Recuerda que es altamente recomendable acompañar la lectura con la Banda Sonora Opcional que aparece al final de cada relato.

   

La visitante nocturna

Tela de araña para ilustrar el relato La visitante nocturna

Puedes ver la imagen original en la cuenta de Flickr de Jed Sullivan.

 

Abro los ojos y allí está, quieta, oscura y paciente, con sus enormes patas y su rechoncho cuerpo segmentado. Me observa parsimoniosa desde una pequeña imperfección en la pared, entre dos ladrillos que ha reclamado como propios. Apenas se mueve, como si en realidad no estuviese allí, a la espera de un mosquito despistado o de una mosca que vuele demasiado cerca.

Podría cerrar los ojos y regresar a mi plácido sueño pero soy incapaz; esa mirada octuplicada me hipnotiza, observándolo todo desde su atalaya con la intensidad de ojos sin párpados y la mirada fija en cuanto le rodea.

Me levanto, no puedo permitir que esa ínfima criatura me gane esta batalla. Una batalla que nunca ha presentado, pero cuya victoria debo ser yo quien la proclame.

Al acercarme a su guarida corre a las profundidades a esconderse, veloz y acobardada y eso me crispa de una manera inexplicable, por convertir en acto inútil el esfuerzo de enrollar el periódico que ahora alberga mi mano.

Podría cerrar los ojos y regresar a mi plácido sueño pero soy incapaz; esa mirada octuplicada me hipnotiza

Pero no me rendiré tan fácilmente. Mi ira es tan terrible que hasta el sueño ha corrido a esconderse en cualquier profundo recodo de mi mente. Me dirijo hacia el baño en busca de un arma mejor que presentar en la pelea contra este irracional enemigo y regreso con la seguridad del triunfo en la mirada y un as químico en la manga. Sobre su hogar vierto toneladas de veneno preventivo en forma de aerosol, masiva e indiscriminadamente.

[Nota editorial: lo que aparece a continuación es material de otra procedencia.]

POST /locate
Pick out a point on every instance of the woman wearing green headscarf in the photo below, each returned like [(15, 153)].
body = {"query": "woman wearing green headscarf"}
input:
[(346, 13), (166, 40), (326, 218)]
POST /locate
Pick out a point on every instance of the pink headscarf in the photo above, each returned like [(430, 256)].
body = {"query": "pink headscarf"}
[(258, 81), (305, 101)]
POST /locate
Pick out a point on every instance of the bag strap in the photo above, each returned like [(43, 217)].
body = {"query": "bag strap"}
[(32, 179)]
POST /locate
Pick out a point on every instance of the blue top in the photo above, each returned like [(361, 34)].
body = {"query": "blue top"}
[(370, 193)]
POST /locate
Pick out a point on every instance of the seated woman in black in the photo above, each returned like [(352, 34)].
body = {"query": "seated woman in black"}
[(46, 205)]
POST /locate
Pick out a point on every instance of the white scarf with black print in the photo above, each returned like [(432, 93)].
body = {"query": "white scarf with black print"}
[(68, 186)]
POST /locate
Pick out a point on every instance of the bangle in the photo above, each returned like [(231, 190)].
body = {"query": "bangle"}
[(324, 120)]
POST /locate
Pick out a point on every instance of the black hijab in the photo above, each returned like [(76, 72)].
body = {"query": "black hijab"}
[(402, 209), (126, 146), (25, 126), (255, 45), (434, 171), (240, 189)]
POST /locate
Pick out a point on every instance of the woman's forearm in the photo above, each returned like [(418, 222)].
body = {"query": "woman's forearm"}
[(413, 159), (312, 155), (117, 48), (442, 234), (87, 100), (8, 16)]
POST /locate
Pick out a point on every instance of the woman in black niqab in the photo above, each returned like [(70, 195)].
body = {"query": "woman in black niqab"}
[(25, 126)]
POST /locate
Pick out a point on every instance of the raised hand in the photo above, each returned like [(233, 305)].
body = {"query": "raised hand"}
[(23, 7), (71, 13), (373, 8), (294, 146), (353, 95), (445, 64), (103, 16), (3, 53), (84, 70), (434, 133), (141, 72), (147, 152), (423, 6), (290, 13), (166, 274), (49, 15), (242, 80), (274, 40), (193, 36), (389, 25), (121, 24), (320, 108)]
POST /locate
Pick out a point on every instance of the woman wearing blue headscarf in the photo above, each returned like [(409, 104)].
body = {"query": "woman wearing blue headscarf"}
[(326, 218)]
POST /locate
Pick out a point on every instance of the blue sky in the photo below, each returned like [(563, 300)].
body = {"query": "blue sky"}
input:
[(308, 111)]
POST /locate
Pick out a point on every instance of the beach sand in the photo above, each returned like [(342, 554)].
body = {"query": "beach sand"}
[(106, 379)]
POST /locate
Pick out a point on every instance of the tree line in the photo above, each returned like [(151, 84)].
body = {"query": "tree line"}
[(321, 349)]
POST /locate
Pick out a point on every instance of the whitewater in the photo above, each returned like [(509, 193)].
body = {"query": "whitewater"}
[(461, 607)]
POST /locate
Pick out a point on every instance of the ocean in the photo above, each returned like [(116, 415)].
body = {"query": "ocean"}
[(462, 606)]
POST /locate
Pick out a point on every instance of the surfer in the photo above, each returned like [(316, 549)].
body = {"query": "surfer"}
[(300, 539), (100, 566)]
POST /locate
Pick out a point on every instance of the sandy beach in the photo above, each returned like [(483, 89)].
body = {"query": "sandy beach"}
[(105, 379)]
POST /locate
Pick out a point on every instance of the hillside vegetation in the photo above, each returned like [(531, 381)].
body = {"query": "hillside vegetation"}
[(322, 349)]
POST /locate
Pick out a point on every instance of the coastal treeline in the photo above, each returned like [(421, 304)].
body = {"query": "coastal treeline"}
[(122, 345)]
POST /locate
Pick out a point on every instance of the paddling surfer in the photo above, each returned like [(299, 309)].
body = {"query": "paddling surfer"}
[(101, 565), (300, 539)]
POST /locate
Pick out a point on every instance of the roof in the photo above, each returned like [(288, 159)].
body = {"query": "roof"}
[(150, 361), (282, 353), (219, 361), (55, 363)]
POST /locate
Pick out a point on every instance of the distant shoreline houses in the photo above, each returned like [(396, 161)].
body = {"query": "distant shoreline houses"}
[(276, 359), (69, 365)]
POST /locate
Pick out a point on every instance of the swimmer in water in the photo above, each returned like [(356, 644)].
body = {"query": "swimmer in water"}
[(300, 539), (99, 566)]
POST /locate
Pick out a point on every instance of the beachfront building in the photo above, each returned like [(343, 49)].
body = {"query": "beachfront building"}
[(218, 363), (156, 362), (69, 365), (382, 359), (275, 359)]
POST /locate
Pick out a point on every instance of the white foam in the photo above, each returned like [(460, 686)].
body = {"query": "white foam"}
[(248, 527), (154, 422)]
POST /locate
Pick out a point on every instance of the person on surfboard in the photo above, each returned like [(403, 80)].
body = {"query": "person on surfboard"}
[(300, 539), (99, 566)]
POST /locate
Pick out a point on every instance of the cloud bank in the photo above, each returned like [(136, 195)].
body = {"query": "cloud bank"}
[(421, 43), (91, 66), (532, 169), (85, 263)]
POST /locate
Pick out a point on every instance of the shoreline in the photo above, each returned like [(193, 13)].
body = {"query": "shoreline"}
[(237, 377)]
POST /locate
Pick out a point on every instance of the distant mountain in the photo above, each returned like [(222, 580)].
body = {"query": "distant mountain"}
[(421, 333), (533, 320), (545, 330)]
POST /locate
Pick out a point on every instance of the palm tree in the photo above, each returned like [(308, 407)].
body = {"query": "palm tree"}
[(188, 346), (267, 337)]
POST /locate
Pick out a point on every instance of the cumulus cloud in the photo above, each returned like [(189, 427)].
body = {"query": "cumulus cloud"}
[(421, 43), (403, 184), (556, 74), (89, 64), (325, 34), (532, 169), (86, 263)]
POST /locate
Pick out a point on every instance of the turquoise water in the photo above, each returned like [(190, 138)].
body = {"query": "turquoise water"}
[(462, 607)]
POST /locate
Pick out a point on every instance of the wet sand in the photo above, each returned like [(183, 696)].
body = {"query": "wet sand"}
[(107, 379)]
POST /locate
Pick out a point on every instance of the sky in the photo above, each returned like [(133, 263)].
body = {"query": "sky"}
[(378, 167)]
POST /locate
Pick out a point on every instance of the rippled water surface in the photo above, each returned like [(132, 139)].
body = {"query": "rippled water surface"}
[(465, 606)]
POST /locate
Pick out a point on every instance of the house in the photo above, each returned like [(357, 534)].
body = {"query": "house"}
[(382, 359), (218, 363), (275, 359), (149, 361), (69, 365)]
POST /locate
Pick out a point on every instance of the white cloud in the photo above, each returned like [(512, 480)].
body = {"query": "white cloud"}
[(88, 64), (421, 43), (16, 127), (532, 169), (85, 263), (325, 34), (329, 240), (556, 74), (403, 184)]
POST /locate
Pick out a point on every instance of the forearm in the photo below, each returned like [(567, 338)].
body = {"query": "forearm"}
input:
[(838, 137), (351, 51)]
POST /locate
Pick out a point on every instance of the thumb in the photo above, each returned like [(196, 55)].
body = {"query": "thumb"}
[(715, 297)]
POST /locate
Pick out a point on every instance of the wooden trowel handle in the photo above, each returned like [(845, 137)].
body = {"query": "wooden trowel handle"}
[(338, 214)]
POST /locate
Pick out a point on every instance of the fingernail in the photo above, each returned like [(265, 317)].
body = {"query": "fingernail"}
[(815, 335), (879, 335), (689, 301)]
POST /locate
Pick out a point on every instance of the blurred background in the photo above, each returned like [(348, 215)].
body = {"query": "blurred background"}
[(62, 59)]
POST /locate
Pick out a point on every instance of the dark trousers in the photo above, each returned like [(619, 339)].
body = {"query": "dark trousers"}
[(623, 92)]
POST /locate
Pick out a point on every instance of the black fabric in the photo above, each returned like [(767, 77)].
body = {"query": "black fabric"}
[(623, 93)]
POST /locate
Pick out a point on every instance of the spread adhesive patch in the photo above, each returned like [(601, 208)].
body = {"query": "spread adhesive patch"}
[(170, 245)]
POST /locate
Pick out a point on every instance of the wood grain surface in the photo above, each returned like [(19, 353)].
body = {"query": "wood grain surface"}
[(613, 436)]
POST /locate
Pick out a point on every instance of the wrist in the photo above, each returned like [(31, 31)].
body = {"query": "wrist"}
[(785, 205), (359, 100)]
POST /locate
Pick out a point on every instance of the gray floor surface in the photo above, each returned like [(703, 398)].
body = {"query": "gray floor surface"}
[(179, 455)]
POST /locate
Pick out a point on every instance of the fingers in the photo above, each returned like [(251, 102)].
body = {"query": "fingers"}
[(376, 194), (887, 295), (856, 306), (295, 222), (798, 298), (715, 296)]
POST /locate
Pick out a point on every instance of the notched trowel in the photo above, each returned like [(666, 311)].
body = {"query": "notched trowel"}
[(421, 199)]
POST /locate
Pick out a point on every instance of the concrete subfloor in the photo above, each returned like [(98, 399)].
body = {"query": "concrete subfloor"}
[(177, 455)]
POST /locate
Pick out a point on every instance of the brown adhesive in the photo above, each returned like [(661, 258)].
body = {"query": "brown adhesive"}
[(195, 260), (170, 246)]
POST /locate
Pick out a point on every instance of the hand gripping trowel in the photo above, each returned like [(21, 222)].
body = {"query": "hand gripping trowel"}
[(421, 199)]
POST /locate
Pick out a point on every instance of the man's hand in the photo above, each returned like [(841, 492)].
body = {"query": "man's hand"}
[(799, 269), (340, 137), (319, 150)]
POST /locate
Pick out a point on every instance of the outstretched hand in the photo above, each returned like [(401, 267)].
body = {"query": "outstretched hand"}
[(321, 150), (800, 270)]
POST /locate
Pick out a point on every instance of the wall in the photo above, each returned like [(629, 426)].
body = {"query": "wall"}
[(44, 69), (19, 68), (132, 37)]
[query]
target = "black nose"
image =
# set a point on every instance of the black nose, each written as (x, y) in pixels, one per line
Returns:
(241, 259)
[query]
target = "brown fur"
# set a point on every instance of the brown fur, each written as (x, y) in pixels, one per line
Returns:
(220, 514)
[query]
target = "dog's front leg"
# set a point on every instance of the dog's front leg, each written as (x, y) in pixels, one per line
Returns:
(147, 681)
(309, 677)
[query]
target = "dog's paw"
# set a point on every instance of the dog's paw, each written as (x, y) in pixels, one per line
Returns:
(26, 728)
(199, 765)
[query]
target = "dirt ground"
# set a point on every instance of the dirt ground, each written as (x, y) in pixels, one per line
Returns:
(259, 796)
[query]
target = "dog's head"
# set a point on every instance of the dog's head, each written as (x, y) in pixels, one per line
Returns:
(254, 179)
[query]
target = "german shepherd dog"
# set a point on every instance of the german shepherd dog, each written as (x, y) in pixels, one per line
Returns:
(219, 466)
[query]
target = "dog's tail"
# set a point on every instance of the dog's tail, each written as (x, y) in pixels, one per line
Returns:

Tras unos segundos, veo aparecer a mi némesis articulado tambaleándose, visiblemente incómoda por no haber previsto esta jugada, mientras trata de aferrarse a la pared con su último estertor arácnido. Observando el espectáculo la curiosidad me atrapa en sus redes y un pensamiento interesante pone huevos en mi mente. En realidad poco sé de estas pequeñas criaturas ¿Cuál es su dieta? ¿Son nocturnas o diurnas? ¿Tienen siquiera pulmones con los que sufrir un último estertor?

A medida que me planteo estas cuestiones tan humanas, cierto sentimiento de humana culpa eclosiona tímidamente en mi conciencia. Verla agonizar de esa manera llega a resultar molesto y, en un acto de misericordia, opto por poner fin a tan inútil sufrimiento a golpe de tabloide deportivo. Al fin todo queda en calma y puedo acallar el molesto picor que ha surgido justo en mitad de mi conciencia.

Con la satisfacción de un trabajo bien hecho, regreso a mi cama y apago la luz, tratando de conciliar un sueño inquieto y pegajoso, producto colateral de un exceso de toxina que reactiva mis lacrimales sin la presencia catalizadora de emociones, compitiendo en su llamada de atención con mis pulmones irritados.

Pero lo que más distrae mis esfuerzos por alcanzar el limbo onírico, es el zumbido agradecido de un mosquito perspicaz, que absorbe con un guiño parte de mi estúpida genética, libre ahora de la amenaza de su archienemigo ancestral.